ECONOMY

Another tough budget to come for 2020

Another tough budget to come for 2020

The 2020 budget will have to produce a primary surplus overrun of more than 2 billion euros just for the repetition of the measures the outgoing government has voted in over the last few weeks for 2019. If one adds the bill for the election pledges of the two main parties for next year, the cost jumps over 4 billion euros.

All this means that the 2020 primary budget surplus will have to reach 5.5 percent of gross domestic product. The next finance minister will have a hard time trying to convince the country’s creditors, who already dispute that Greece can achieve this year’s primary surplus target.

The execution of this year’s budget will be the basis for discussion with the creditors’ mission after the election. For now, the European Commission argues there is no large excess in the primary surplus of 2019, and has downwardly revised its estimate to 3.6 percent of GDP from Athens’ 4.1 percent.

Consequently, Brussels does not believe that the primary surplus can cover the 2019 measures, such as the handout to pensioners that the outgoing government has dubbed the “13th pension,” and the value-added tax cuts.

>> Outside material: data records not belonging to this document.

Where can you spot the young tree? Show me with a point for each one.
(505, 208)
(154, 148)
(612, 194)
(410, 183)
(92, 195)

It has even raised additional concerns over the fiscal impact resulting from the arrangement of expired debts.

There is an additional factor that will be on the negotiating table: GDP. For now, the growth target of 2.3 percent in 2019 does not look attainable, as in January-March it came to just 1.3 percent. If the shortfall continues in the second quarter, negative repercussions on state revenue should also be projected.

On top of that, the government of outgoing Prime Minister Alexis Tsipras has already piled measures with a total fiscal cost of 3.566 billion euros onto next year’s budget, after passing the regulation that cancels the tax-free discount reduction.

That cost will be partly covered by the government’s scrapping of the growth-friendly measures (known as countermeasures), i.e. the 30 percent cut in the Single Property Tax (ENFIA), the slashing of the lowest income tax rate from 22 to 20 percent, and the reduction of the solidarity levy.